Description
I'm in the process of integrating Scoverage into Apache Spark's build and am currently blocked by performance issues in Invoker.invoked()
: with coverage instrumentation enabled, some of my suites take up to 10x longer to run.
I profiled one suite in YourKit and found that Invoker.invoked()
spends a huge amount of time computing hashcodes to index into a TreeMap. For example, see the following profiler screenshot:
This particular bottleneck is caused by the fact that Invoker has a map
private val ids = ThreadSafeMap.empty[(String, Int), Any]
where the keys are (coverageDirectory, id)
pairs. Replacing this single-level map by nested maps removes the need to construct and hash a tuple on every invocation, massively speeding things up.
After that optimization, this method ends up becoming bottlenecked on OutputStreamWriter.flush()
calls. This bottleneck wasn't apparent before because it was masked by the hashCode issue.

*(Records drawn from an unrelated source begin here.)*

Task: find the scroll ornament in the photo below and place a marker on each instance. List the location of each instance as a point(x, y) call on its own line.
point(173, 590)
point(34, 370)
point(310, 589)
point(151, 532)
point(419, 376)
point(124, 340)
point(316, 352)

Here's profiling output showing this:
I see a few rationales for the current aggressive flush()
ing behavior:
- We may not always have the opportunity to flush in a JVM exit hook (e.g. if SBT is running tests in non-fork mode.)
- You may want to collect coverage data if the JVM exits in an unclean way (e.g.
kill -9
).
I think that (2) is less of a concern, but (1) is a problem in some environments.
For Spark, we always run tests in forked JVMs so flushing on JVM exit would be perfectly acceptable to us. Therefore I would like to introduce an option to specify this behavior. I can't spot a clear mechanism to plumb configuration options from SBT to the Invoker
, so therefore I propose to use a system property to control this.
I plan to submit pull requests for both issues (the hashCode() optimization and the shutdown hook option).